You’d have to ask Katie Bouman, a post-doctoral researcher at the Harvard-Smithsonian Center for Astrophysics.

This astronomically hard task has resulted in providing this out-of-this-world photograph, which has been displayed in our planet’s media.

After the image was unveiled to the world on April 10, Bouman began earning accolades from fellow scientists, historians and politicians for her stellar achievement.

“Given the extent of the use of ‘historic’ today, we are unashamedly and legitimately jumping on the #BlackHolePicture bandwagon. Congratulations Dr. Bouman!” the Royal Historical Society wrote on social media.

Bouman started working on the algorithm as a graduate student at the Massachusetts Institute of Technology, studying electrical engineering and computer science.
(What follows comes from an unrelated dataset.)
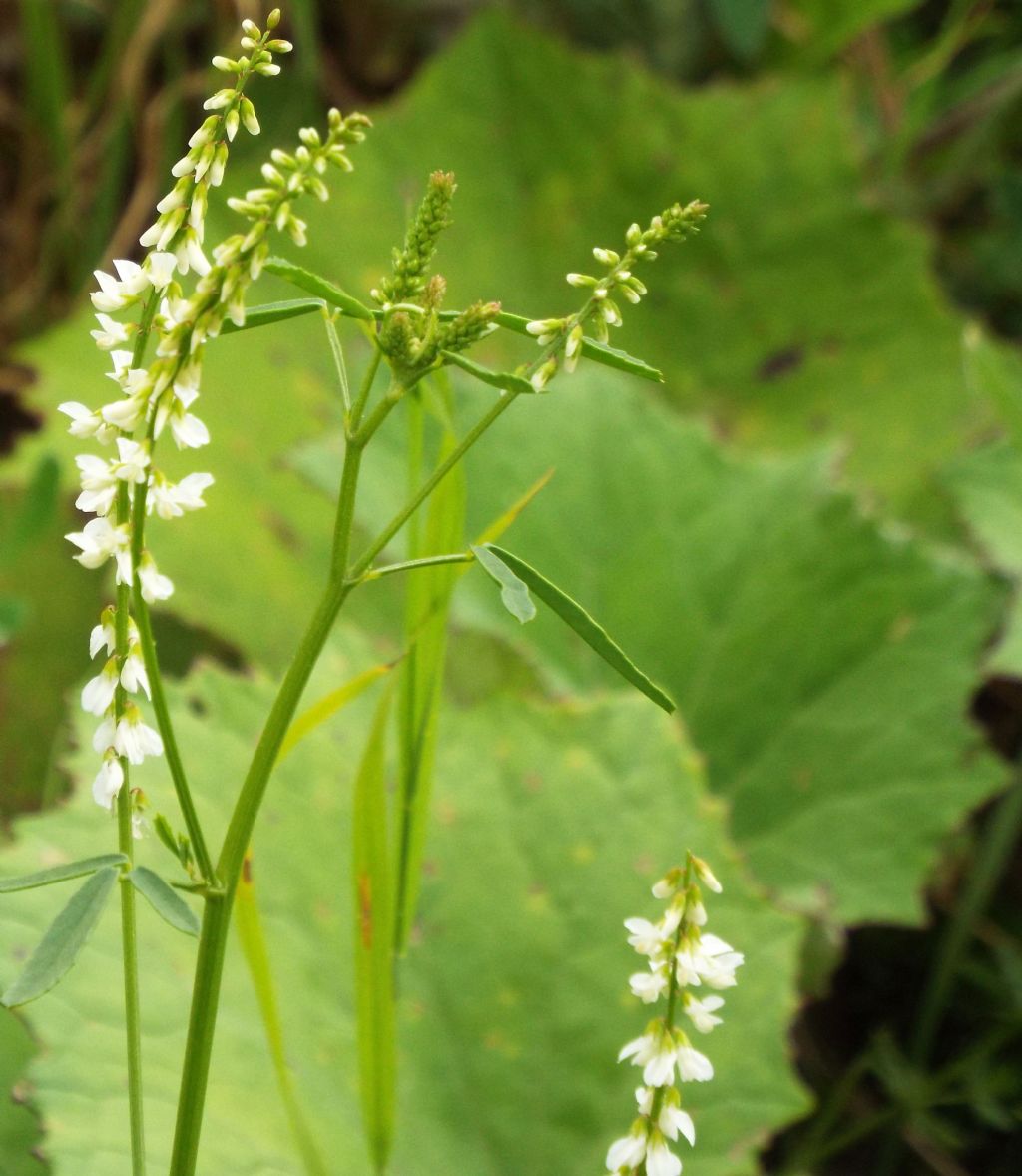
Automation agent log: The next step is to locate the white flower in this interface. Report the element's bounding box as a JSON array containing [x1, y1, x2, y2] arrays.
[[88, 608, 118, 658], [170, 411, 210, 449], [625, 918, 664, 956], [685, 996, 725, 1032], [121, 646, 152, 699], [628, 969, 668, 1004], [81, 658, 118, 715], [646, 1137, 681, 1176], [74, 454, 118, 514], [607, 1124, 646, 1172], [139, 551, 174, 604], [114, 703, 164, 764], [657, 1103, 695, 1148], [90, 314, 131, 351], [618, 1030, 678, 1086], [64, 518, 132, 583], [92, 755, 125, 809], [677, 1045, 713, 1082], [57, 400, 117, 444], [145, 250, 178, 291], [146, 474, 213, 518], [692, 935, 746, 988]]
According to The Washington Post’s Ben Guarino:

She was one of about three dozen computer scientists who used algorithms to process data gathered by Event Horizon Telescope project, a worldwide collaboration of astronomers, engineers and mathematicians.

Telescopes from around the world collected high-frequency radio waves from the vicinity of Messier 87, a super massive black hole 54 million light years away.  But atmospheric disturbance and the sparseness of the measurements meant “an infinite number of possible images” could explain the data, Bouman said. Well-designed algorithms had to crunch through the chaos.

When the first-ever image was unveiled April 10, it prompted overwhelming excitement online, not only for science but also for the scientists behind it.

“I am inspired by Katie Bouman,” Phumzile Mlambo-Ngcuka, the executive director of U.N. Women, wrote on Twitter.

The photograph gives humanity a glimpse of a bizarre celestial object that has captivated our imagination for more than a century.

The long-anticipated photo, in which a black hole’s silhouette is visible as a dark patch surrounded by a bright ring, was shown in a series of press briefings held simultaneously in Washington D.C. and five other cities around the world.

The photo is the product of observations made in April 2017 by the Event Horizon Telescope (EHT), an international consortium that linked eight radio observatories around the world to create a single, Earth-size telescope with enough magnifying might to see what until now has been unseeable.

“Here it is,” Sheperd Doeleman, a Harvard astronomer and project director of the EHT, said as he revealed the image at the Washington briefing. “This is the strongest evidence that we have to date for the existence of black holes.”

The black hole is billions of times more massive than our sun.  It is nearly 25 billion miles across.